The country report includes:

- **Key Findings table** listing all headline indicators with 95% CIs
- **Domain sections** for Tobacco, Physical Activity, Obesity, Blood
  Pressure, Blood Glucose, and Cholesterol -- each with an inline
  prevalence estimate and an embedded chart
- **Recommendations** aligned with WHO best-buy interventions
- **Methodology** section describing the survey design and analysis

### Detailed Data Book

The data book follows the WHO STEPS standard layout with tables organised
by survey step:

- **Step 1: Behavioural** -- Tobacco (smoking status, smokeless, quit
  attempts, second-hand exposure), Alcohol (drinking patterns, heavy
  episodic), Diet (fruit/vegetable, salt), Physical Activity (total
  minutes, domain breakdown, insufficient PA)
- **Step 1.5: Health History** -- BP/glucose/cholesterol screening and
  diagnosis cascades, CVD history, lifestyle advice
- **Step 2: Physical Measurements** -- Mean BP, raised BP, treatment
  cascade, BMI classifications, waist/hip measurements
- **Step 3: Biochemical** -- Fasting glucose (impaired + raised),
  treatment cascade, total cholesterol, HDL, triglycerides
- **Combined Risk Factors** -- summary of 0, 1--2, and 3--5 concurrent
  risk factors

Every table uses the 3-panel format:

```
Age Group | Men          | Women        | Both Sexes
18-24     | 4.3% (2-6.5)| 0% (0-0)     | 1.8% (0.8-2.8)
25-34     | ...          | ...          | ...
...
18-69     | ...          | ...          | ...
```

### Additional downloads

- **Download tables & plots** -- a ZIP file containing all pre-computed
  RDS files (indicators, tables, plots) for further analysis in R


## Tips and troubleshooting

### The app shows an error on upload

If you see `dim<-.haven_labelled() not supported`, this was a known issue
with SPSS files that has been fixed.  Make sure you are running the latest
version of the package (`devtools::load_all(".")` or reinstall from
GitHub).

### Charts don't display or show "figure margins too large"

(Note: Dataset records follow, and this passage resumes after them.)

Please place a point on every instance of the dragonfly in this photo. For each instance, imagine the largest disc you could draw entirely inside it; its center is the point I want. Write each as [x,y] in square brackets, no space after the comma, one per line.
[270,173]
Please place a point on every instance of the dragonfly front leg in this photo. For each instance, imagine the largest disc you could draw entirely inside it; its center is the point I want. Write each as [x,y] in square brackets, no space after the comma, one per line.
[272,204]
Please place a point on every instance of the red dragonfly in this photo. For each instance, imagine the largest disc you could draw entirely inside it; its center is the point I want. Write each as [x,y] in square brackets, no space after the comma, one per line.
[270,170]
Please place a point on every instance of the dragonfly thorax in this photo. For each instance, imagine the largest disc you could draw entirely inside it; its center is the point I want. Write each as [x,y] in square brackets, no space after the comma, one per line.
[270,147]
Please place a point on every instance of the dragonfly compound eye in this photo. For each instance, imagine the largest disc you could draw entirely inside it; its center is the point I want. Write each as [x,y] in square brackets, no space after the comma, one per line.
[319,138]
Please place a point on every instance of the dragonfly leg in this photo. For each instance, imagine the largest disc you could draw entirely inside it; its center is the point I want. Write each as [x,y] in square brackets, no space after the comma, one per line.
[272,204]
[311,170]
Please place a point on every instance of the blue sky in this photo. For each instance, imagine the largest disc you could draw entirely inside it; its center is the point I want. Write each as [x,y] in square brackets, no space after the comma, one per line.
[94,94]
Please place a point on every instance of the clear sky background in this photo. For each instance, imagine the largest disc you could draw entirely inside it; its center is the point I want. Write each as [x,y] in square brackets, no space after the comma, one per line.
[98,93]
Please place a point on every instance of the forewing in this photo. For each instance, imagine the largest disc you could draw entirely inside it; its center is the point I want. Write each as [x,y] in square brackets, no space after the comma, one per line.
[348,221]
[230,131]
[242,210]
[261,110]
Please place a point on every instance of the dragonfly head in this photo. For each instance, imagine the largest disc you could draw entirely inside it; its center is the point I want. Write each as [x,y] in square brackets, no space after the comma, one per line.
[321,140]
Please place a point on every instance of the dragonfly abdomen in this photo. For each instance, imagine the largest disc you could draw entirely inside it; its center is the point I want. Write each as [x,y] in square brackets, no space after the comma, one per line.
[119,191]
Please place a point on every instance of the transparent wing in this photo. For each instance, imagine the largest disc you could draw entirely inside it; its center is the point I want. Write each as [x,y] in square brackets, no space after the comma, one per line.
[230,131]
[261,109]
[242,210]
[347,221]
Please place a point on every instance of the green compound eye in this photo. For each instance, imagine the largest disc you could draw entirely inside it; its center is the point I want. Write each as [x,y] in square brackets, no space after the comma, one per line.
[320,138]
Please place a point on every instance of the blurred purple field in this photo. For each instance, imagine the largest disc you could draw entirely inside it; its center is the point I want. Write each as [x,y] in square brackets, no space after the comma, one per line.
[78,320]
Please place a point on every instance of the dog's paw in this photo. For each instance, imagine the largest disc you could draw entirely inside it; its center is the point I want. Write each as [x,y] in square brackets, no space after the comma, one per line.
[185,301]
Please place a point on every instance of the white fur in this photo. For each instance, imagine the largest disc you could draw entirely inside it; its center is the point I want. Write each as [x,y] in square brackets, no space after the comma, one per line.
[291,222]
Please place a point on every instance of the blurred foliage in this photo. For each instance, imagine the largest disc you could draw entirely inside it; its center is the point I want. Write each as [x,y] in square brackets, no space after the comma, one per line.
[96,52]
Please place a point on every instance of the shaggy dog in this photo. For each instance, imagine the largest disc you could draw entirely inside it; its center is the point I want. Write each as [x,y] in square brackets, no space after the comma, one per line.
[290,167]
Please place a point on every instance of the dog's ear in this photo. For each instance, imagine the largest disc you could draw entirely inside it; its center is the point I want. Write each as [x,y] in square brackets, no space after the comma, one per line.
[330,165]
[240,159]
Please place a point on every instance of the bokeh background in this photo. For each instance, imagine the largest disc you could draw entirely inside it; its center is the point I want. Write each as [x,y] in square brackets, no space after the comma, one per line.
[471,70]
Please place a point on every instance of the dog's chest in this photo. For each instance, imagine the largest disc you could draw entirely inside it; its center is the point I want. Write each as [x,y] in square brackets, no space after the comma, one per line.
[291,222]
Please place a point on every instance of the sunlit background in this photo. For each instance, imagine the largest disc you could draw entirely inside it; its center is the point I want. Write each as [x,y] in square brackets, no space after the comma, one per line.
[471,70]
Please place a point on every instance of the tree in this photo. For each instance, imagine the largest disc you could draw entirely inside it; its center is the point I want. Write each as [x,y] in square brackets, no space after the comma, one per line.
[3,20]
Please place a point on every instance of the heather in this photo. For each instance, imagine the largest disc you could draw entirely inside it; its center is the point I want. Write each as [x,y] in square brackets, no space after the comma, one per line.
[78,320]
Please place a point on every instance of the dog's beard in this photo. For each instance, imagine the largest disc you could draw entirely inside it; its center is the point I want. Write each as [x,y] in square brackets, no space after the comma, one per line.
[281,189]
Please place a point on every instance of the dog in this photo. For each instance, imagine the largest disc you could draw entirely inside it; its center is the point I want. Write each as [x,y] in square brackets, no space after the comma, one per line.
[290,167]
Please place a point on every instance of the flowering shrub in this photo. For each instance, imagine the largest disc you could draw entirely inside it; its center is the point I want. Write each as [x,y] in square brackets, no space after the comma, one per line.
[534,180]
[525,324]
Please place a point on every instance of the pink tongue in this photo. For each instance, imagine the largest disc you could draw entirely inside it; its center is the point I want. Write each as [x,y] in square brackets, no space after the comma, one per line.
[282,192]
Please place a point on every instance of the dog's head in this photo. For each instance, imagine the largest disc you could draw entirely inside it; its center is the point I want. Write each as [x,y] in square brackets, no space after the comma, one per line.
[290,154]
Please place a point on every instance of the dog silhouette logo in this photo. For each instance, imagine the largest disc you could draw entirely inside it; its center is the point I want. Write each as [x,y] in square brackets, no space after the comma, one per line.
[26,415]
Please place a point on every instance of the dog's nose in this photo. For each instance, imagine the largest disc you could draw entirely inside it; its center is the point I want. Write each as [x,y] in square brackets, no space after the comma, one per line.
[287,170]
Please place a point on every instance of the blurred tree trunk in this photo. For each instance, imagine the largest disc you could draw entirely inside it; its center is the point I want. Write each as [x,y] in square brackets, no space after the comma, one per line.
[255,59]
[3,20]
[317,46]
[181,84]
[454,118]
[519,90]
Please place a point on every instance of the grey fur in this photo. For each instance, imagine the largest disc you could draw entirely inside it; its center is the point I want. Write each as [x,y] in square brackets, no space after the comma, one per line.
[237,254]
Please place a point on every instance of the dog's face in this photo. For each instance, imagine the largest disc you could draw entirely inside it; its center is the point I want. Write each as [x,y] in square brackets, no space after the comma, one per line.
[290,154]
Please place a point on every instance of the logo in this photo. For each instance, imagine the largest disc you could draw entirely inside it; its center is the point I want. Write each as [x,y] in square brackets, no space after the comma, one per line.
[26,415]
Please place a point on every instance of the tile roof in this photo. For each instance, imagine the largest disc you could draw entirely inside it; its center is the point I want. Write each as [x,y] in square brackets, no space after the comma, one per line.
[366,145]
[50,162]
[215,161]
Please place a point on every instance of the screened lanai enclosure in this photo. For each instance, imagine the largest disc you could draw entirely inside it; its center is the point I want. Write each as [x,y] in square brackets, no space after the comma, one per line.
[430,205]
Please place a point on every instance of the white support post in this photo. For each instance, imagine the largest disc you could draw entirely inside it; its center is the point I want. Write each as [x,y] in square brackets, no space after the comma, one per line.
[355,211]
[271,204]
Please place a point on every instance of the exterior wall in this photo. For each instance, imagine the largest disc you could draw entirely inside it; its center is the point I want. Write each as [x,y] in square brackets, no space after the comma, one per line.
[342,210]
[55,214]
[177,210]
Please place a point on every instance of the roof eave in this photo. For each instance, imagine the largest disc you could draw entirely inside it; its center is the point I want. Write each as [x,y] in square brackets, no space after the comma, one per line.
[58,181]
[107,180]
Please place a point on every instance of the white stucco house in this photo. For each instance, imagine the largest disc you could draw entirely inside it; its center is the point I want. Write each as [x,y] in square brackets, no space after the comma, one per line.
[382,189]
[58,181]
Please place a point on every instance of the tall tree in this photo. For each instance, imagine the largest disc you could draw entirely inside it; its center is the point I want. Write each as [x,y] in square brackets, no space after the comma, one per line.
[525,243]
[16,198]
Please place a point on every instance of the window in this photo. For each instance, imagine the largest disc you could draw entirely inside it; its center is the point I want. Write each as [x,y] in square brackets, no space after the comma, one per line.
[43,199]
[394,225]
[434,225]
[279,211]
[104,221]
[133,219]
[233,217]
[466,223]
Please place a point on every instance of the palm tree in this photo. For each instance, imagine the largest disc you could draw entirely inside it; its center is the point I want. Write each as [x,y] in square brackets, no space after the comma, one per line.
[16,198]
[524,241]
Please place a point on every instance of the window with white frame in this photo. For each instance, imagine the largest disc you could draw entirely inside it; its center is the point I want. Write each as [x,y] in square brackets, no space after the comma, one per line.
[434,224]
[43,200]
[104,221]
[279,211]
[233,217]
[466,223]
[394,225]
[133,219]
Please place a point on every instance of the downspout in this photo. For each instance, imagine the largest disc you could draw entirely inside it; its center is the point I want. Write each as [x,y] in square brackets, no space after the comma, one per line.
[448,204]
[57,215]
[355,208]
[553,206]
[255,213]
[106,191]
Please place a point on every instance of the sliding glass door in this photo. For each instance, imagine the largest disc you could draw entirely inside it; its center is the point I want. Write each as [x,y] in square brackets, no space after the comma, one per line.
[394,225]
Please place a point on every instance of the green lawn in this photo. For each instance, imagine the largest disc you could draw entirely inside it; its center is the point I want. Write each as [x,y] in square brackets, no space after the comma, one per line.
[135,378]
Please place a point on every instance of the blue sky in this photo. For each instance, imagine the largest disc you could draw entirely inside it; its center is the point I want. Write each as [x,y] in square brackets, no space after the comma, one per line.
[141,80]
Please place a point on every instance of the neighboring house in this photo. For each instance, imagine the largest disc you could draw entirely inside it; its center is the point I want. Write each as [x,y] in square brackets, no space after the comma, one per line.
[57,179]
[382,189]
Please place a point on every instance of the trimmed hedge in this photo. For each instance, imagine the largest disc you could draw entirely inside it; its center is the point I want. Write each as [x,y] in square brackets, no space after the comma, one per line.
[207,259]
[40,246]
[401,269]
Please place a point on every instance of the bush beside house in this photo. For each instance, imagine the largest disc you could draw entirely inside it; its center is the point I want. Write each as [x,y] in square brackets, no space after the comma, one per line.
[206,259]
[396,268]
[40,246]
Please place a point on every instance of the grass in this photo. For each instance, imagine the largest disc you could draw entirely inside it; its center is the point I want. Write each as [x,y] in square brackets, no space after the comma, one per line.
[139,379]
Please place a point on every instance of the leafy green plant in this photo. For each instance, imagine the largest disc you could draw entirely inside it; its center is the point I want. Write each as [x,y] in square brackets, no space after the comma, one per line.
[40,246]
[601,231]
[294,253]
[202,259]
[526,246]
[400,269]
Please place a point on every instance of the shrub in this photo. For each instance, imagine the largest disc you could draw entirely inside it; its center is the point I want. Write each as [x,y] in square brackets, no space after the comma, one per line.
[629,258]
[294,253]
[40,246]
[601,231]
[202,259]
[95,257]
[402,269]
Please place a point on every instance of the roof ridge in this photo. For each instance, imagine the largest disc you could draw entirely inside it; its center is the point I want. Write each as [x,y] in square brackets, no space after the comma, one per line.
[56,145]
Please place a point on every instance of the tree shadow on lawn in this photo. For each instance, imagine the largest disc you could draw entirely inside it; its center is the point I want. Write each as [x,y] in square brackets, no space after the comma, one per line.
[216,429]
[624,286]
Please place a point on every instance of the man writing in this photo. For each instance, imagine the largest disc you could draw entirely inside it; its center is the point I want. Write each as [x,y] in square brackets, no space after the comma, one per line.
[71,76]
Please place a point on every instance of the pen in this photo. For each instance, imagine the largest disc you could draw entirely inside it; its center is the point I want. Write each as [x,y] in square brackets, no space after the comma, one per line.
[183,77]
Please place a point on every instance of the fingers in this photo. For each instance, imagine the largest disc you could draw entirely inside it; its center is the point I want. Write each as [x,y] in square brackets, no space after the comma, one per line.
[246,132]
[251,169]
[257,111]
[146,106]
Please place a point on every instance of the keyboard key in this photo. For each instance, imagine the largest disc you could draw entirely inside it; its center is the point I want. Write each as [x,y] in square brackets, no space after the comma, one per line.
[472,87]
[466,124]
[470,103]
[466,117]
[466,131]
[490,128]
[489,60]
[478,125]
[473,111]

This happens when the RStudio Viewer pane is too narrow.  Open the app
in a full browser window instead: after `run_app()`, click "Open in
Browser" in the Viewer toolbar.

### Physical Activity shows "not available"

The Summary Report derives the insufficient PA indicator from
MET-minutes/week.  If your dataset has raw GPAQ items (P1--P16) but no
pre-computed `met_total`, the package now computes MET-minutes/week
automatically using WHO MET multipliers (8 for vigorous, 4 for
moderate/transport activities).  Ensure your GPAQ columns are correctly
mapped in Tab 1.

### Some tables are empty in the Data Book

Tables are only produced when the required variables are present in the
data.  For example, CVD risk tables require both clinical measurements
and a risk scoring algorithm.  Missing tables show "No data available
for this section."

### Can I customise the report templates?

Yes.  The R Markdown templates are located in `inst/rmd/` within the
package source:

- `country_report.Rmd` -- Summary Report
- `data_book.Rmd` -- Detailed Data Book
- `fact_sheet.Rmd` -- Fact Sheet

Copy the template you want to modify, edit it, and pass the path via the
config object.


## Comparison: Shiny app vs R scripting

| Feature | Shiny App | R Scripts |
|---------|-----------|-----------|
| Audience | Non-coders, quick analysis | R users, reproducible workflows |
| Column mapping | Interactive dropdowns | `detect_steps_columns()` + manual overrides |
| Customisation | Limited to built-in options | Full control over every step |
| Batch processing | One dataset at a time | Loop over multiple datasets |
| Reproducibility | Manual (same clicks each time) | Full script = full reproducibility |
| Output | Word reports via browser | Word, HTML, PDF, or custom formats |

For routine country-level STEPS analysis, the Shiny app is the fastest
path.  For multi-country comparisons, methodological research, or custom
indicators, use the R API documented in `vignette("stepssurvey-guide")`.